Ve işe yaradı. Sevgililer Günü Katliamı, Capone'un Northside rakibi Bugs Moran'ı ortadan kaldırmamış olsa da, katliam İrlandalı çete liderini etkili bir şekilde işsiz bıraktı.
Capone, 1925'ten 1931'e kadar Chicago'nun yeraltı dünyasında hüküm sürdü. Çorba mutfaklarına sponsorluk yaparak ve daha güvenli sağlık standartları için lobi yaparak oldukça popüler oldu . Ancak hızla büyüyen korku özgeçmişi, onu kolluk kuvvetlerinin hedefine yerleştirdi.
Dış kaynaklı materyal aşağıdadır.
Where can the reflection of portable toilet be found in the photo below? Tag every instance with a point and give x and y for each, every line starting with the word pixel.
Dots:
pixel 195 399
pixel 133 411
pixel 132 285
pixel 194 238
Yerel, belediye, eyalet ve federal yetkililer birkaç farklı açıdan onun peşinden gittiler, ancak onu kısa ve aralıklarla hapse atmayı başardıkları halde, iktidar üzerindeki hakimiyetini kıramadılar.
Sonunda, Capone'un kıyameti beklenmedik bir yönden geldi. Ve hepsi Mabel Walker Willebrandt adında parlak bir avukat yüzünden oldu . Amerika'nın ilk kadın başsavcı yardımcısı olarak, alkolü yasaklayan anayasa değişikliği Yasağı uygulamakla görevlendirildi. Kaçakçıların ceplerinde genellikle politikacılar ve kanun uygulayıcıları olduğu için bu zor bir işti, ancak Willebrandt ustaca ve nihayetinde geniş kapsamlı bir strateji geliştirdi.
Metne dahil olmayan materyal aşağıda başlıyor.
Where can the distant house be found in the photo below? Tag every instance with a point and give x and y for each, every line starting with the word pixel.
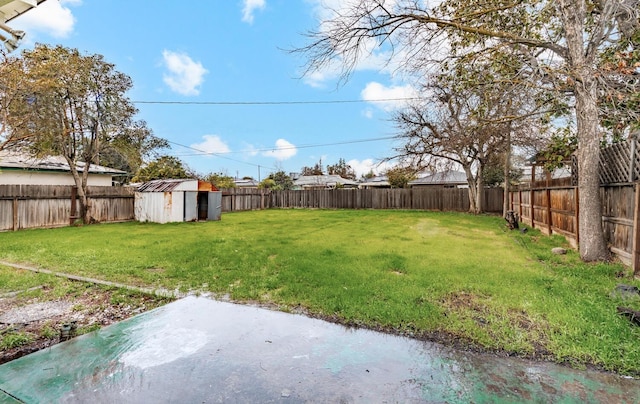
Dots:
pixel 20 169
pixel 323 182
pixel 246 183
pixel 380 181
pixel 444 179
pixel 177 200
Willebrandt, Manly Sullivan adında bir sahtekarın peşine düşerek, bariz suç faaliyetini bir kenara bırakmaya ve bunun yerine gelirinden vergi ödemediği için onu yargılamaya karar verdi . Sullivan'ın gelirinin yasadışı olduğunu savunması, mahkumiyetten kaçınma çabasında yanlış bir şey yaptığını kabul ettiği için onu yasal olarak zor durumda bıraktı. Willebrandt bu saçmalığı bir kenara bıraktı ve vergi yasasının bireylerin, kaynağı ne olursa olsun her türlü gelir için vergi beyan etmesini ve ödemesini gerektirdiğine işaret etti. Kontrol et ve çiftleş.
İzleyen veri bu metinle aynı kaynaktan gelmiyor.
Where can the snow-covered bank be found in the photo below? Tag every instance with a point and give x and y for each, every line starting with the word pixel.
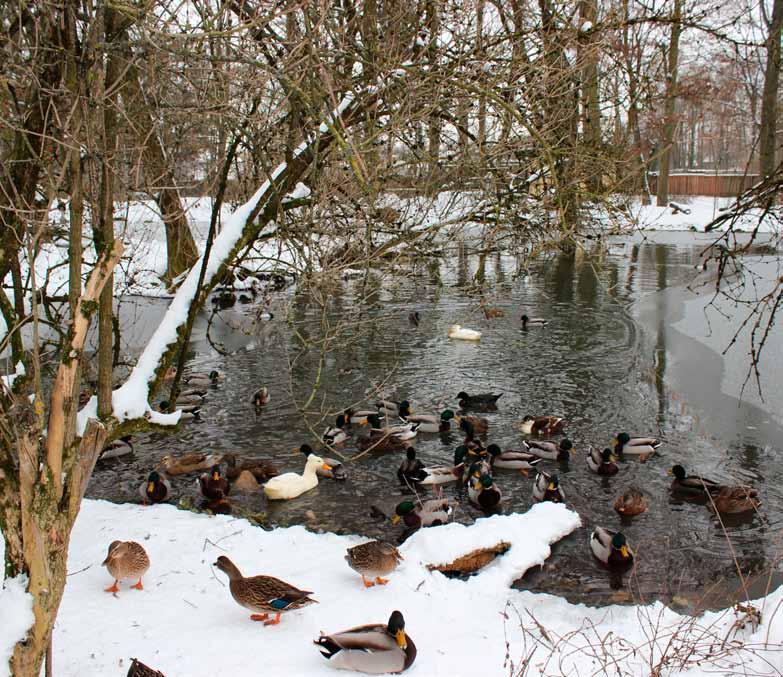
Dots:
pixel 185 623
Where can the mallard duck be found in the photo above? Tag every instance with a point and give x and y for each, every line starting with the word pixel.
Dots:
pixel 602 462
pixel 463 334
pixel 126 559
pixel 547 488
pixel 336 469
pixel 263 593
pixel 512 460
pixel 213 485
pixel 531 322
pixel 371 649
pixel 117 448
pixel 549 450
pixel 373 560
pixel 336 434
pixel 411 469
pixel 188 463
pixel 246 482
pixel 352 416
pixel 473 425
pixel 391 407
pixel 261 397
pixel 290 485
pixel 155 490
pixel 610 547
pixel 432 512
pixel 693 485
pixel 188 412
pixel 403 431
pixel 735 500
pixel 429 423
pixel 261 469
pixel 542 425
pixel 484 493
pixel 200 379
pixel 637 446
pixel 477 401
pixel 631 503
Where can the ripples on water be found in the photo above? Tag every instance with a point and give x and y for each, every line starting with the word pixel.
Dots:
pixel 590 364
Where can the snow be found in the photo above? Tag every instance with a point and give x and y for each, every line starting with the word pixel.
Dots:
pixel 702 211
pixel 16 616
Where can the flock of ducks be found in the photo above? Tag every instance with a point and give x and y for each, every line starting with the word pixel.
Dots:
pixel 392 425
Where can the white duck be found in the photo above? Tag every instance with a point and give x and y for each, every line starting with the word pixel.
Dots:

Vergi Kaçakçılığı Capone'u Düşürüyor
Kolluk kuvvetleri, Willebrandt'ın yöntemini, Capone dahil, belki de özellikle de dahil olmak üzere, herhangi bir sayıda çete figürünün peşinden gitmek için kullanabileceklerini fark ettiler. Sonunda, Federal Hazine vergi kaçırmaktan onu 11 yıl hapse mahkum ettiğinde onu aşağı çeken şey buydu . Ayrıca ödenmemiş vergilerle yüz binlerce doları geri ödemek zorunda kaldı.
İlk başta Atlanta'da hapsedildi, sonunda Alcatraz'ın rezil ada zindanına transfer edildi . Bunun nedeni, Atlanta'da Capone'un lüks ve ayrıcalıklı bir yaşam tarzına giden yolunu manipüle edebilmesi, kandırabilmesi ve rüşvet verebilmesiydi. Alcatraz tamamen farklı bir deneyimdi ve oradaki müdürüne göre Capone sonunda "Görünüşe göre Alcatraz beni yalattı" dedi.
Capone, 1939'da piyasaya sürüldü, ancak o zamana kadar, onlarca yıl önce kasıldığı bir koşul olan sifiliz tarafından yıllarca zayıflatılmış, büyük ölçüde azalmış bir figürdü. O 1947 yılında onu bitirir Florida'da yaptığı Palm Island Malikâne'deki uzun düşüşün ardından,.
Şimdi Bu İlginç
Al Capone, Don Corleone veya Tony Soprano gibi katı İtalyan asıllı bir mafya patronu değildi. Aslında, çetesi etnik açıdan oldukça çeşitliydi, memleketinin kültürel telaşını yansıtan bir gerçek. İtalyan dendiğinde Capone öfkeyle "İtalyan değilim, Brooklyn'de doğdum!"